A Christian group in Sri Lanka has appealed to the Vatican to reassess the decision to go ahead with Pope Francis' 2014 visit to the island due to presidential polls scheduled a week before the pontiff arrives.
Members of the Christian Solidarity Movement, composed of priests, nuns and laypeople, noted that the papal visit - the first of a two-country Asian swing - would occur too close to the elections and could "spoil" the historic event.
The group fears that political spin doctors might use the visit to curry favor among the minority Christian voters to secure the victory of particular candidates, a report by Asianews.it said.

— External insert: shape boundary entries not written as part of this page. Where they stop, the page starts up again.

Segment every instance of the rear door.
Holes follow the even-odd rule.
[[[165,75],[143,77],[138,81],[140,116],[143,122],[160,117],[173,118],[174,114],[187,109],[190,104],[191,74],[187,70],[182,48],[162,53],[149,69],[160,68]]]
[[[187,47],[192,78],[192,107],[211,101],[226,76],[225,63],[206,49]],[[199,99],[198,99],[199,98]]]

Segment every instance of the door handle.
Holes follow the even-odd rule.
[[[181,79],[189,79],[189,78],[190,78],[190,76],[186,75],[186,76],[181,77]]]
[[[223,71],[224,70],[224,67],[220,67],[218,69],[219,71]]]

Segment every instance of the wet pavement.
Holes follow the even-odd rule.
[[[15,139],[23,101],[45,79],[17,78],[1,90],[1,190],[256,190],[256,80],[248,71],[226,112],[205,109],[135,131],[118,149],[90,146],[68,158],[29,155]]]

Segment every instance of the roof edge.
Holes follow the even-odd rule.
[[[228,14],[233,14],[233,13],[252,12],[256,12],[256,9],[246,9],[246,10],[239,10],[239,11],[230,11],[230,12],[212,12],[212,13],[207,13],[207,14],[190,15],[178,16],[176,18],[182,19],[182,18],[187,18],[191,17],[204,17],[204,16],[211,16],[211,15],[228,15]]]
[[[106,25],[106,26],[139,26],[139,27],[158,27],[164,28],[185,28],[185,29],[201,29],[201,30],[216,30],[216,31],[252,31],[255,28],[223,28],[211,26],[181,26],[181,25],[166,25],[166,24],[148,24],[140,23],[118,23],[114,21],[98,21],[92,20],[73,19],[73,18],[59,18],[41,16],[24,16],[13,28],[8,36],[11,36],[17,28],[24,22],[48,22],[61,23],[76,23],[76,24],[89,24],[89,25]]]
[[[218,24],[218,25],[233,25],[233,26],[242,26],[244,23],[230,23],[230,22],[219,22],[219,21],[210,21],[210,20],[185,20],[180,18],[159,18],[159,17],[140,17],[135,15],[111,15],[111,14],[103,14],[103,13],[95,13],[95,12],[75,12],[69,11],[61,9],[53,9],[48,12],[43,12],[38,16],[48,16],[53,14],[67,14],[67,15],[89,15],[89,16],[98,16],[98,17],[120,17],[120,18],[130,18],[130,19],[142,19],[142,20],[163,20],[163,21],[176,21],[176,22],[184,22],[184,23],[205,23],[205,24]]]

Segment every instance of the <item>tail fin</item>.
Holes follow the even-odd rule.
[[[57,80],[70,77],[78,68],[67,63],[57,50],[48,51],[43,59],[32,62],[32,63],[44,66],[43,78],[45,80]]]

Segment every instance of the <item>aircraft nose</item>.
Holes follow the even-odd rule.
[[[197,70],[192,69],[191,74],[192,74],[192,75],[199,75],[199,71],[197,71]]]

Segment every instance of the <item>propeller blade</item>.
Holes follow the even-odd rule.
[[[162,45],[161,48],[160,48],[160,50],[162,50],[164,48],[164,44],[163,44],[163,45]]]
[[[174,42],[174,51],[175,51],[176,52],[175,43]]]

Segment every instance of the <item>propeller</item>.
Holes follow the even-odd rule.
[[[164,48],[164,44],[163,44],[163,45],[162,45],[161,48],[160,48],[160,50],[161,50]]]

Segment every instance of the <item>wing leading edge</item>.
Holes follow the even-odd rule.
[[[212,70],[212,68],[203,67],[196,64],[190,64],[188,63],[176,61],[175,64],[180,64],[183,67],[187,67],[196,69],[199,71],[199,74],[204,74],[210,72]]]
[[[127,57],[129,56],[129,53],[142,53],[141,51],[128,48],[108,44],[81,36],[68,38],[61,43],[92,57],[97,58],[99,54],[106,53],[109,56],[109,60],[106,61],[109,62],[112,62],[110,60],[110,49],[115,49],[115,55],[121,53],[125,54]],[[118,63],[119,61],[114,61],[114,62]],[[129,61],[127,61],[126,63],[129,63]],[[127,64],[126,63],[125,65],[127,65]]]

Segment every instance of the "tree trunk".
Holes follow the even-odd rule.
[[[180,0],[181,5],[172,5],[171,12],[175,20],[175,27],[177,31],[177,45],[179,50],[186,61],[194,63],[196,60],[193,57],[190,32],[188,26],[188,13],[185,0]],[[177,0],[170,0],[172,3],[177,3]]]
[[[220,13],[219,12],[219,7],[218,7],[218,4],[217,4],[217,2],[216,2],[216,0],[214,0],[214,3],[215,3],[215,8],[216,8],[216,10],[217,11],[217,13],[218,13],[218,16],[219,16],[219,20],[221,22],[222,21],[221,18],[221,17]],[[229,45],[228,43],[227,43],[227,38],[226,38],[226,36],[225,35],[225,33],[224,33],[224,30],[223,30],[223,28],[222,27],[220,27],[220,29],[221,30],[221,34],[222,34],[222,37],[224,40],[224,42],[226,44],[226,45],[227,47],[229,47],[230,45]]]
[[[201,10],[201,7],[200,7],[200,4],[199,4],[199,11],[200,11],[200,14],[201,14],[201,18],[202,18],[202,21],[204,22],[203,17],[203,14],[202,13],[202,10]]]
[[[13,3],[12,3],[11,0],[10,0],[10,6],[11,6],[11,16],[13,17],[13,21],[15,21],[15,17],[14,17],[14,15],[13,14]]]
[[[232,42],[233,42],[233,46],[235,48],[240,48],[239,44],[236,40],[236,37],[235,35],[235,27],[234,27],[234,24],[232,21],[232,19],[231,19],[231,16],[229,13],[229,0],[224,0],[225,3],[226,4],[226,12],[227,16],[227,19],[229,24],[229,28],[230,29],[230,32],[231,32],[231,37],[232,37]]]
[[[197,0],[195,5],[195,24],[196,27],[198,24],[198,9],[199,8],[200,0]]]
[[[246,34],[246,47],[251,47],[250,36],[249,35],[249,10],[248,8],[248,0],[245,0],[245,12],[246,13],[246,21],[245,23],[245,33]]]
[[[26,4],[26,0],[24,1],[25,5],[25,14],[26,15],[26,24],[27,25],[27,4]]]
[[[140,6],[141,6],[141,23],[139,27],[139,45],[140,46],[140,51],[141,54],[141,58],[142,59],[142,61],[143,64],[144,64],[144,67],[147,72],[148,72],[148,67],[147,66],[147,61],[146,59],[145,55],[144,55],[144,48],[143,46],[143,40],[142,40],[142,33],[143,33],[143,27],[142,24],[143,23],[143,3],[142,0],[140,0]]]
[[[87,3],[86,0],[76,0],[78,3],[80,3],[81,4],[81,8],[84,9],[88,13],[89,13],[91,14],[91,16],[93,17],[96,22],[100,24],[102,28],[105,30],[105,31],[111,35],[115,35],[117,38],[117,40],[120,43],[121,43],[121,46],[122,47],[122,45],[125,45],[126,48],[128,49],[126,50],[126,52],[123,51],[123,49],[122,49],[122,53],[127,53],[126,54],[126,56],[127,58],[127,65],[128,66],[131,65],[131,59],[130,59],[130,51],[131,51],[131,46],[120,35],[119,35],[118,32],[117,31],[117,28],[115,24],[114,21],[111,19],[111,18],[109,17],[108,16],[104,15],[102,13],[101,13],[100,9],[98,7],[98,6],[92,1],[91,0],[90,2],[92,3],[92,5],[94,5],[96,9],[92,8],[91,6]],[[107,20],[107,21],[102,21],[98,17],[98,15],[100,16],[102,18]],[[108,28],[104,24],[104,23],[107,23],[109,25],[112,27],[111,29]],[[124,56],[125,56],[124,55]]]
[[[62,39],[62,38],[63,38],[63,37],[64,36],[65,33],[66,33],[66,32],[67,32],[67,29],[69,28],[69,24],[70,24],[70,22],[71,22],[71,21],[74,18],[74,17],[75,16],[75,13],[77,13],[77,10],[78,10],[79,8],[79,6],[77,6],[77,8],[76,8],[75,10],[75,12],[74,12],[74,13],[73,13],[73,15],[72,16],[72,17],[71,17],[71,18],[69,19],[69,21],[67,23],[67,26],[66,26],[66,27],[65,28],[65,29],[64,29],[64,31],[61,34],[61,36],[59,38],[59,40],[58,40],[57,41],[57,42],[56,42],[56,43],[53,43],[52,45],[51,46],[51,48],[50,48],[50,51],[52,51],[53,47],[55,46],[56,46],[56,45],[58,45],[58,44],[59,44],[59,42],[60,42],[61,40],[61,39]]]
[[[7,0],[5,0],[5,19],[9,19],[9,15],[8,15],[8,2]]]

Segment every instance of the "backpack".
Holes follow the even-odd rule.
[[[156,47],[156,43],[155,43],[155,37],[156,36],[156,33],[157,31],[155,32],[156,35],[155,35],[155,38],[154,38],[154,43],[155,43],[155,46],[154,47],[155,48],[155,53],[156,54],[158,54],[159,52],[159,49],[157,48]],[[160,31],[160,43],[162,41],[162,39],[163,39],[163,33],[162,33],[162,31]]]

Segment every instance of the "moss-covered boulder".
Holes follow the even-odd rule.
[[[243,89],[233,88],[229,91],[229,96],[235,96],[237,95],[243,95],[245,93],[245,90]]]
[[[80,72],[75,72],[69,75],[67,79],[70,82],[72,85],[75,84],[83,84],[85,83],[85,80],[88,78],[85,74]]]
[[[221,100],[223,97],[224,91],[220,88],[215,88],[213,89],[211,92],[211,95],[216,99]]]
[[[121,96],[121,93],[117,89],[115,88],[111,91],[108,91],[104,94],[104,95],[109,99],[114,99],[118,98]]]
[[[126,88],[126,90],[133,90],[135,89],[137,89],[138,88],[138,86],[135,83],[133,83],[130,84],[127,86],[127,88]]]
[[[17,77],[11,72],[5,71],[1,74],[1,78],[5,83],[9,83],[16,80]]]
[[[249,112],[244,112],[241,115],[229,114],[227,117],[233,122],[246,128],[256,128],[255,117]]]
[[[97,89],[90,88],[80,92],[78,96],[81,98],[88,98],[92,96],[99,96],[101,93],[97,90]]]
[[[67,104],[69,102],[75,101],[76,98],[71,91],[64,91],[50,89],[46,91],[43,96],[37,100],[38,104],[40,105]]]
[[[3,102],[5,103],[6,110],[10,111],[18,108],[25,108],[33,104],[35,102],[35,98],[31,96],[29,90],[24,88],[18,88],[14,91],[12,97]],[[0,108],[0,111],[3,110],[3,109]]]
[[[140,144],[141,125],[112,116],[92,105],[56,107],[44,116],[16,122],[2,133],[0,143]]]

Its movement's members held a meeting on November 22 in Colombo to discuss the impact of the polls to the visit and to organize a collective action regarding the upcoming event.
"At first, we understood that [it was common practice] that a pope did not visit a country when elections were being held a month before or after his arrival," the group said in a statement.
The CSM surmised that it appeared "election organizers will exploit the Pope's visit as a political tool."
The group cited a number of campaign posters of President Mahinda Rajapaksa, which showed him and Francis at the Vatican where the top Sri Lankan official paid a courtesy call to the pontiff earlier this year.
By using photo-editing software, other candidates have managed to get insert their pictures in the same frame as that of the Pope, who should be visiting the island nation from January 13 to 15.
"We do not want see the pictures of the Pope used by any politician," the group wrote.
The appeal, which was addressed to "Vatican authorities," reiterated their support to Francis "especially his love for the poor and marginalized. We appreciate his efforts to bring about changes in the Church."
Rajapaksa is seeking an unprecedented third consecutive term after he abolished the constitutional limits to reelection after winning a fresh mandate in 2010.